The event will be live-streamed on Wednesday at 11 a.m. Watch it online here.
For years, the organization has cared for Oregonians with mental health challenges and intellectual and developmental disabilities (I/DD.) Now, they’re helping put a roof over the heads of their own employees and other community caregivers, as well as adults experiencing I/DD.
Kerr’s Workforce and Inclusive Housing Project will go up along the northwest corner of Albertina Kerr’s Gresham campus off of 162nd Avenue between Halsey and Glisan streets. The site will offer 150 low-cost units — ranging from studios to 3-bedroom apartments — including 30 universally accessible units reserved for adults with I/DD.
“We’re using the latest technology and construction means to be able to help people who experience a disability be more independent,” CEO Jeff Carr said. “We’ll have in the kitchen upper cabinets that are on hydraulics, that you can push a button on the counter height. So if you’re in a wheelchair… they’ll come out and come down.”
Carr says the idea for the project came about in 2016 after he found out that an employee was homeless living in a tent with her five kids.
“I soon found out she was not the only one, that we had some employees that were couch surfing, that were living in their cars, and it became clear to me that we had a problem — not just at Albertina Kerr, but a lot of the folks in these direct care jobs.. that care for vulnerable citizens.” Carr said.. “[They] were having trouble trying to find stable, affordable housing.”
Despite raising his employee’s wages, Carrs says the rising cost of living in Oregon and lack of affordable housing still makes it difficult for many to find a place to live. So, he decided to do something about it.
Now in the construction phase, Kerr’s new affordable housing project will soon be open to all direct care workers with qualifying incomes.
“No one who is willing to do this kind of Mother Teresa type work should have to live in a car, tent, or any place like that. They should have a decent place to live that’s affordable, that’s safe, that’s comfortable,” Carr said. “I just really hope that this isn’t the last, but the first of many — and hopefully our project inspires others.”
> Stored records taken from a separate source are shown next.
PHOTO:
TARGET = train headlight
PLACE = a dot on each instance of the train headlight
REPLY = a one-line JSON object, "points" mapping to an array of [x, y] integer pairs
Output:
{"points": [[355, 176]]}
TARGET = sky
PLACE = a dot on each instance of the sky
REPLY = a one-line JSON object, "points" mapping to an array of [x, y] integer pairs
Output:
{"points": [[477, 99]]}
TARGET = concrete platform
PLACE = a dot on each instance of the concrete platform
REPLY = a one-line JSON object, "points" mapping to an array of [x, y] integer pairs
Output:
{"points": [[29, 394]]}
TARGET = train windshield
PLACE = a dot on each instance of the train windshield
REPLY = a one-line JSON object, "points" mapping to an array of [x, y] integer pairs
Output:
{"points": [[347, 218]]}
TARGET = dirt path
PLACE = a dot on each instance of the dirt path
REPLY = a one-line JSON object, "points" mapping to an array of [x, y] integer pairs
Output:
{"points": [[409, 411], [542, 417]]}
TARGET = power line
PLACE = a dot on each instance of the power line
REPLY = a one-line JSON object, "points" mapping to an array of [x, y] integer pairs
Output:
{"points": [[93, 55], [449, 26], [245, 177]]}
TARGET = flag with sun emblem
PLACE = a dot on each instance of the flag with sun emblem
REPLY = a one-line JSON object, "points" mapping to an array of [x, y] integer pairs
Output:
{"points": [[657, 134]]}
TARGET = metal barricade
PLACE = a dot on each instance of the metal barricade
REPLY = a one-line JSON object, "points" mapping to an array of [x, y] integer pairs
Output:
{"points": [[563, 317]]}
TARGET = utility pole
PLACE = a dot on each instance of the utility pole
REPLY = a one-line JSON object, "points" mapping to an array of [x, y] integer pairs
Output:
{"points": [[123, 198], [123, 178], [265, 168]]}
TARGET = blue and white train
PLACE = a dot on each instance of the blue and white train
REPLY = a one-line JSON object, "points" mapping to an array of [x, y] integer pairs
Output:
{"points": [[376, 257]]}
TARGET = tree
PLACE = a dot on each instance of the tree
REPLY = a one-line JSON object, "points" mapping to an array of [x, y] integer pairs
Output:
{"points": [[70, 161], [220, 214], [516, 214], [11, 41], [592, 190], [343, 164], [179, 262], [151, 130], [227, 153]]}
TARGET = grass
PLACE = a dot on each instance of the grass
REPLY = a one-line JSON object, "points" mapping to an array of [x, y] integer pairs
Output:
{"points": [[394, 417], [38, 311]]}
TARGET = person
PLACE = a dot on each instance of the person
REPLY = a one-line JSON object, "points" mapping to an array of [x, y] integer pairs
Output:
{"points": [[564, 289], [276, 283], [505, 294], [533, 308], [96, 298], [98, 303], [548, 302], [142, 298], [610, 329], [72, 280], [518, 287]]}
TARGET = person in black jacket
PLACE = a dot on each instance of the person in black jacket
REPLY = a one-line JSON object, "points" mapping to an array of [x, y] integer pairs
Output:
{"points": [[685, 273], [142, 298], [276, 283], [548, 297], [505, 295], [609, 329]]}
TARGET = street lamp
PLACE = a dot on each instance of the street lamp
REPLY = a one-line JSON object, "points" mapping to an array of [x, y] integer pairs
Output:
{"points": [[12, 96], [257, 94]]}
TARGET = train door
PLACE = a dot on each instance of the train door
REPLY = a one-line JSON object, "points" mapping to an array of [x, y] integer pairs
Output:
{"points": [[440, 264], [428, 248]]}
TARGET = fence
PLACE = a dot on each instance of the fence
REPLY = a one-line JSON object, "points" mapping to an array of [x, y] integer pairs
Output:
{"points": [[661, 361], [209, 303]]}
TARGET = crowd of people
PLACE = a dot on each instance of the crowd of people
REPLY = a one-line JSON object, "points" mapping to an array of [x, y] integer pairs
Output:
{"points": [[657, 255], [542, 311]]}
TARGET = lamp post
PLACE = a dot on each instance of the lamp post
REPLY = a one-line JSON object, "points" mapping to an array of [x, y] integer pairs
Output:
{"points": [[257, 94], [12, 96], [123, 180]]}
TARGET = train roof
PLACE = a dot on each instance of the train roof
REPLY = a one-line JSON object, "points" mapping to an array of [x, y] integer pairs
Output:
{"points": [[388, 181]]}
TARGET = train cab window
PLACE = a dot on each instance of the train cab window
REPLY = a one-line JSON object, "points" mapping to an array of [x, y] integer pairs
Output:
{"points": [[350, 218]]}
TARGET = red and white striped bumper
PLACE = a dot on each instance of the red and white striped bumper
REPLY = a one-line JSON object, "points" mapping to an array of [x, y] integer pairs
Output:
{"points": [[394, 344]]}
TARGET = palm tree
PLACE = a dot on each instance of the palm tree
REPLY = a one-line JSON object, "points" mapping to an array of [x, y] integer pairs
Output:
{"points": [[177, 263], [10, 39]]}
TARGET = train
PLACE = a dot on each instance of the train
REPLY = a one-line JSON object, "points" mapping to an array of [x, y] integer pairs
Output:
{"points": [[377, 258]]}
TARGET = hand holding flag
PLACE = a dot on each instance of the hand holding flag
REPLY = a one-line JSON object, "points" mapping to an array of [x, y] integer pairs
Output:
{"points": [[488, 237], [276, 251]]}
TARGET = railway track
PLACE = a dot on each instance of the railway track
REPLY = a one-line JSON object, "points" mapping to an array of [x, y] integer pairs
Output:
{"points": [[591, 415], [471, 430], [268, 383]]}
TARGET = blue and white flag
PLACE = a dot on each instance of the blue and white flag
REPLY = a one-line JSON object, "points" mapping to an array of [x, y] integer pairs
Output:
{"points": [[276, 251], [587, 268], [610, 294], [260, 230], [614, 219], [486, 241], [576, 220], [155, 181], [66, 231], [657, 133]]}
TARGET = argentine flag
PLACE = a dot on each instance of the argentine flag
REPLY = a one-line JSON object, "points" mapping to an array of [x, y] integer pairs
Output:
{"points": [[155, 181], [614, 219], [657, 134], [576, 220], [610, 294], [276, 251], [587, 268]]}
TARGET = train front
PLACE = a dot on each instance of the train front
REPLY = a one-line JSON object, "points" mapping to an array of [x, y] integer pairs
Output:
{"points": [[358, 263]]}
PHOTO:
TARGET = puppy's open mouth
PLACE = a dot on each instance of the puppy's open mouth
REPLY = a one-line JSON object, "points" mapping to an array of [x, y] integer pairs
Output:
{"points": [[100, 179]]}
According to Albertina Kerr, the development will also be the largest net-zero affordable housing project in the Pacific Northwest — meaning the entire building will be powered by solar energy.
“[Tenants will] pay no utilities, no sewer, no water, and electricity…. and then we’re going to provide high-speed Wi-Fi,” Carr added.
The total cost of the project is about 45.9 million and is funded by investors, bonds, grants, and donors, according to Carr. Housing is expected to be available in Spring 2022 for eligible community members.